The Lookout soldiers were in a different place when they saw the figure. They killed him because they failed to hear the orders to fire because of noise from a nearby tank. He was later identified as Yotam Haim, 28.
The commanding officers ordered the troops to hold fire so they could identify the third man, who had fled inside of a building. Cries in Hebrew of “Save me!” and “They are shooting at me!” were heard. The officers yelled “Come toward us” after they repeated their orders to hold their fire.
The lookout soldier who killed the first two hostages — Alon Shamriz, 26, and Samer Talalka, 24 — was operating with a line of sight obscured by a structure, suggesting that he may have not seen their white flag.
The account that was released late on Thursday consists of a 10-bullet statement, along with photos from the ground and air and a map showing the locations of important to the hostages’ lives. It shows the soldiers involved in the fighting engaged in intense and long fighting and as extremely wary of Hamas ruses. Just days before the hostages were shot, two senior Israeli commanders and seven other soldiers were killed in a Hamas ambush in the same area, Shejaiye.
There was a gap between the shooting of the first two hostages and the killing of the third hostage, in which the commander had urged him to come out of hiding, according to new details released by the Israeli military.
Ms. Schem, a 21-year-old Israeli French citizen from Shoham, Israel, was kidnapped by Hamas after fleeing the Nova music festival during the Oct. 7 terrorist attack that killed about 1,200 people in southern Israel. The first video of any of the hostages was released early in the war.
The account by Ms. Schem, who has talked about her 55 days in captivity with two television stations and in a photo essay published in the newspaper Yediot Ahronot, has touched a particular nerve in Israel.

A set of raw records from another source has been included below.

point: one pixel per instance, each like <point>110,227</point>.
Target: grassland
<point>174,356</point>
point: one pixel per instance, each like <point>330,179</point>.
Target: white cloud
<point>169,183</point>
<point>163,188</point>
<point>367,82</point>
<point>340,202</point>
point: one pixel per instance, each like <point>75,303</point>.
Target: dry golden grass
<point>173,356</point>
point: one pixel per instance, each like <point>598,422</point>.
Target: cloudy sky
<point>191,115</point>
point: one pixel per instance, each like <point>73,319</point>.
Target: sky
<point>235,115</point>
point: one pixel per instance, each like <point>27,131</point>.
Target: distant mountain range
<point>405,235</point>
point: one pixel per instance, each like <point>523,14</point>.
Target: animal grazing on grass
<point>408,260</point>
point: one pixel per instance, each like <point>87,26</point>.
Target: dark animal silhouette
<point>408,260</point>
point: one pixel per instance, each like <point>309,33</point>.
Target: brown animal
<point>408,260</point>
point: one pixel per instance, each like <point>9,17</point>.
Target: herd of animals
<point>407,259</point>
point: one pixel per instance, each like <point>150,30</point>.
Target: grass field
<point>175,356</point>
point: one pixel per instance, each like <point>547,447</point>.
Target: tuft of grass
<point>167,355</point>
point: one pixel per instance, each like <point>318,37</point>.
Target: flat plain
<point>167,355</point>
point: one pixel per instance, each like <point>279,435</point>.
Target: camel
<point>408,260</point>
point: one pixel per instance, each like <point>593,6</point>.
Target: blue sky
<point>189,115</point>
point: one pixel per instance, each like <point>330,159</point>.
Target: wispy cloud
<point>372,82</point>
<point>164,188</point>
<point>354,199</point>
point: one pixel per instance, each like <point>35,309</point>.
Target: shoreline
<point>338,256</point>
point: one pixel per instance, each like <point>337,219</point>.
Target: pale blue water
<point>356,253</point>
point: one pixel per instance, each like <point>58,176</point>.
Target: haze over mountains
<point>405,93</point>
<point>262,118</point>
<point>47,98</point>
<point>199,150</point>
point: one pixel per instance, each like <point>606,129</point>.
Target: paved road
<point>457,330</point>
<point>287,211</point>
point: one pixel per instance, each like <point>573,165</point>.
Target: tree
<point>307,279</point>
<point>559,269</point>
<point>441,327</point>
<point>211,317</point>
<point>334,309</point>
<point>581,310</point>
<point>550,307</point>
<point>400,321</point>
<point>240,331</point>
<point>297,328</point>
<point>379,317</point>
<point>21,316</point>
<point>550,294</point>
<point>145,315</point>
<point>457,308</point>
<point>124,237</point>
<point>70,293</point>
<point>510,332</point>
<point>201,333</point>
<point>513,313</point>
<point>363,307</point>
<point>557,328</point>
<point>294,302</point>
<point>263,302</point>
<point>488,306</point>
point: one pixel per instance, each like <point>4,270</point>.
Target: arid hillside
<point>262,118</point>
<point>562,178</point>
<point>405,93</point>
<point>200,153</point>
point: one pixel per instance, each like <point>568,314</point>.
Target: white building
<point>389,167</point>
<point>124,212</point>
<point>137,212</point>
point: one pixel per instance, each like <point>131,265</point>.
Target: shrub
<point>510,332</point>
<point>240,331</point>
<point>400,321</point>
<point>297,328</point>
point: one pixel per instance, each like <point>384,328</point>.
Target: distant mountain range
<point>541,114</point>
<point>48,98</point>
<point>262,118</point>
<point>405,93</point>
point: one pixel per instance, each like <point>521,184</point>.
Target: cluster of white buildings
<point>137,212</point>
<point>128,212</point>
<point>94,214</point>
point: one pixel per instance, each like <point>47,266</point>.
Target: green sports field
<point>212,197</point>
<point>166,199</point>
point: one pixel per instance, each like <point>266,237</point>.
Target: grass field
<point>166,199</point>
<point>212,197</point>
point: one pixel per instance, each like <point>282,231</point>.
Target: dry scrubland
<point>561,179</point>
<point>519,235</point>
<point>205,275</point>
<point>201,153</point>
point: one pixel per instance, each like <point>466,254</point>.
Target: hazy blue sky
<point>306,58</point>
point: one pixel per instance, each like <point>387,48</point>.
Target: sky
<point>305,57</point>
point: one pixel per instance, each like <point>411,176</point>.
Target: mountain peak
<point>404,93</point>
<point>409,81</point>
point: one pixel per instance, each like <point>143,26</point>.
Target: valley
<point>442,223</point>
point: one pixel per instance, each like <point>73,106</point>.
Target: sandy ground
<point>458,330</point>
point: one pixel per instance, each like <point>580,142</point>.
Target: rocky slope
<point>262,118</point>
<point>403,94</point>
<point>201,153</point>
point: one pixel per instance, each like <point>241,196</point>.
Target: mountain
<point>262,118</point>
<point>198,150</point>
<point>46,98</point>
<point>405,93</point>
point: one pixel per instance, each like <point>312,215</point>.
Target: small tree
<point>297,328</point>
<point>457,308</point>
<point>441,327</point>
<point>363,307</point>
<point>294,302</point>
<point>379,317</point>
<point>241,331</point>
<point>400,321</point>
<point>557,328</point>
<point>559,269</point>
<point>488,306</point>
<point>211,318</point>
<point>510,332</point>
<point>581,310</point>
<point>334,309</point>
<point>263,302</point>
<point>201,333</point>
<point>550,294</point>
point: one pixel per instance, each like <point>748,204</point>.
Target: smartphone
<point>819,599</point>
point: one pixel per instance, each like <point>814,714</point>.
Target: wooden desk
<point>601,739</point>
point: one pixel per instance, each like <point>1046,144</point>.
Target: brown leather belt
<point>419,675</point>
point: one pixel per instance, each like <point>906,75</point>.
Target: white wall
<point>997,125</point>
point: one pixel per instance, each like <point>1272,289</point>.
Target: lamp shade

It is similar to other hostages who had a lack of food and water. But her interviews and written account, which could not be independently confirmed, have offered the most detailed look at what life was like in captivity. Her family did not agree to an interview with The New York Times.
One day as Ms. Schem was getting her hair done, her captor attempted to cut her hair with scissors. She took almost two weeks to sort it out because of her injured arm, after she screamed at him.
She told Israeli television that at one point her captor called her over to watch footage on television of her mother speaking at a news conference, saying he did so “to hurt me,” but that she nevertheless drew strength from seeing her mother.
She said she consoled her captor only to play the game after he learned of his friends’ deaths. It was close by other times.